Not everyone is too happy to spring forward on Sunday at 2 a.m., however. Opponents of daylight saving time says it is an outdated, unnecessary process that makes us sluggish and may even add to our air-conditioning bills. But proponents argue that an extra hour of sunlight is good for the economy and encourages people to be more active. (That, of course, will briefly cease when people start binge-watching Orange is the New Black's second season on June 9. Just an FYI.)
There's a lot more to daylight saving time than you may think. Let's explore some of the most popular debates surrounding the time change.
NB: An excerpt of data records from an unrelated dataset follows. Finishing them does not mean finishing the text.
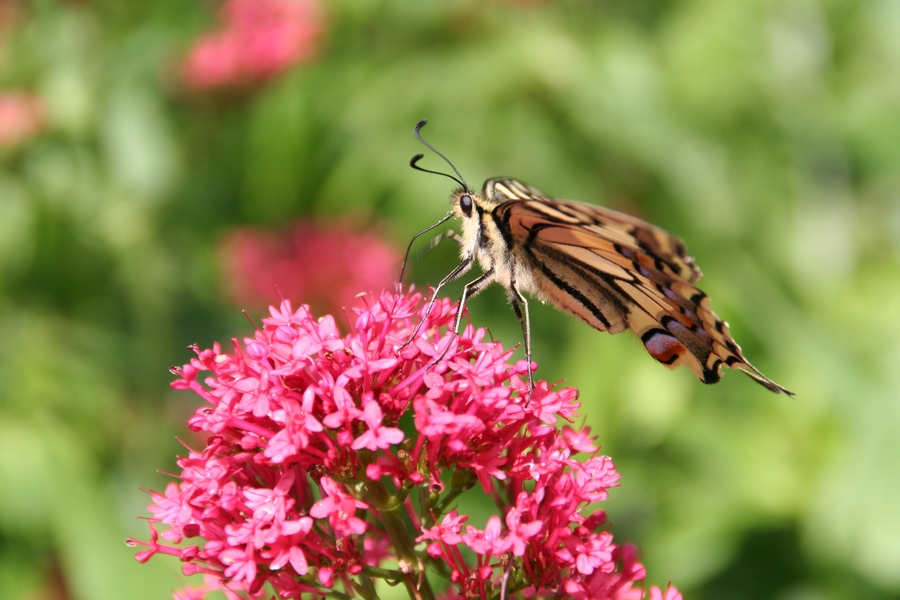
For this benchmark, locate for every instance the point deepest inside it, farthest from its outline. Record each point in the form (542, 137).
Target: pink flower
(262, 267)
(326, 450)
(258, 40)
(21, 117)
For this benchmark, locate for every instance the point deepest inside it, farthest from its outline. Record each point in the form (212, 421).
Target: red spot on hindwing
(663, 347)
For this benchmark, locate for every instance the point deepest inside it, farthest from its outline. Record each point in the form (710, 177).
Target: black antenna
(418, 157)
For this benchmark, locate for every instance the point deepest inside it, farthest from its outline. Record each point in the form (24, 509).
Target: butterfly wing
(617, 272)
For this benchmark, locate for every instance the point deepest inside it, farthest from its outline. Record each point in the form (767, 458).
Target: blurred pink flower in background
(21, 117)
(326, 266)
(258, 39)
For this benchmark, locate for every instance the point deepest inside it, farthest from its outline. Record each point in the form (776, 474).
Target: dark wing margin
(615, 271)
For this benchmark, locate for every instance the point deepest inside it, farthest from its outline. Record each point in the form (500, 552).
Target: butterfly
(610, 269)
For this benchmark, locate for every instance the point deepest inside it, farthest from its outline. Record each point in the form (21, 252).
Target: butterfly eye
(465, 205)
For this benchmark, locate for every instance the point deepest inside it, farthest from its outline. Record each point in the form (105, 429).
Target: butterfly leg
(520, 305)
(470, 289)
(456, 273)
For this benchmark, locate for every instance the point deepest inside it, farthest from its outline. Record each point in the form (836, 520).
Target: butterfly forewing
(615, 272)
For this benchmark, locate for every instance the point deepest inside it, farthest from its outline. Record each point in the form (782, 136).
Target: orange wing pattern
(617, 272)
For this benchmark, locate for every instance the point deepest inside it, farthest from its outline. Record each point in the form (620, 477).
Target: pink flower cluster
(325, 451)
(262, 267)
(258, 39)
(21, 117)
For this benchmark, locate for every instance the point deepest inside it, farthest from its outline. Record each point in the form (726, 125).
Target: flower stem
(397, 526)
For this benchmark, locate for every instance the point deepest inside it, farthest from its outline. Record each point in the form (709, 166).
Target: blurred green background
(765, 133)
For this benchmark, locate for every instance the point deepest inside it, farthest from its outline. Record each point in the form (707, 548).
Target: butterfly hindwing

Daylight Saving Time Might Not Actually Save Energy
Thanks a lot, Ben Franklin. One of the earliest ideas for daylight saving time can be traced back to the U.S.'s constantly tinkering Founding Father. When Franklin was living in Paris as U.S. Ambassador to France, he realized that he was waking up way after sunrise and that a ton of candle wax could be saved if people simply woke up and went to sleep with the sun. He jokingly wrote a letter saying that church bells and cannons should be fired to wake people up. (I would curse you so much if you ever did that to me, Franklin.) His ideas were thankfully never put into practice, but they arguably set the precedent for the modern-day argument for daylight saving time, which began to be implemented in Europe in 1916.
Daylight saving time was extended for a longer time during World War II and the 1973-74 Arab oil embargo, to conserve energy. But there's evidence that modern-day energy practices are actually worse when daylight saving time kicks in. Even though Northern states and temperate ones like California might benefit from an extra hour of outdoor time, it forces people in Southern states to crank up the air conditioning in their homes during sweltering days. And a study in Australia shows that energy used during dark mornings offsets any potential savings during the lighter evenings.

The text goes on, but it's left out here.